For European organizations, the impact of this vulnerability can be substantial, particularly for those operating WordPress-based websites that utilize the WP Recipe Manager plugin. Exploitation could lead to unauthorized script execution in users’ browsers, resulting in session hijacking, theft of sensitive information, defacement of web content, or redirection to malicious sites. This can damage organizational reputation, lead to data breaches, and potentially violate GDPR requirements concerning data protection and breach notification. Small and medium enterprises (SMEs) and food-related businesses using this plugin are especially vulnerable due to potentially less mature security practices. The requirement for Contributor-level access limits the attack surface but does not eliminate risk, as many sites allow multiple contributors. The vulnerability’s ability to affect multiple users and change the scope of affected resources increases the potential for widespread compromise within an organization’s web presence. Additionally, the lack of a current patch means organizations must rely on compensating controls, increasing operational overhead and risk exposure.

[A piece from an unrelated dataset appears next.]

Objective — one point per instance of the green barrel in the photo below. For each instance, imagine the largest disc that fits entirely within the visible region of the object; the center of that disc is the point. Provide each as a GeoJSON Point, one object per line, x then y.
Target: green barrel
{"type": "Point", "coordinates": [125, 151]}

Organizations should immediately audit user roles and restrict Contributor-level permissions to trusted individuals only, minimizing the number of users who can exploit this vulnerability. Until an official patch is released, consider disabling or removing the WP Recipe Manager plugin if it is not essential. Employ web application firewalls (WAFs) with rules specifically designed to detect and block XSS payloads targeting the 'Skill Level' input field. Implement Content Security Policy (CSP) headers to reduce the impact of injected scripts. Regularly monitor website content for unauthorized script injections or unusual changes. Educate content contributors about safe input practices and the risks of XSS. Once a patch becomes available, prioritize its deployment across all affected systems. Additionally, conduct penetration testing focused on XSS vulnerabilities to identify any other potential injection points. Maintain up-to-date backups of website data to enable rapid recovery if exploitation occurs.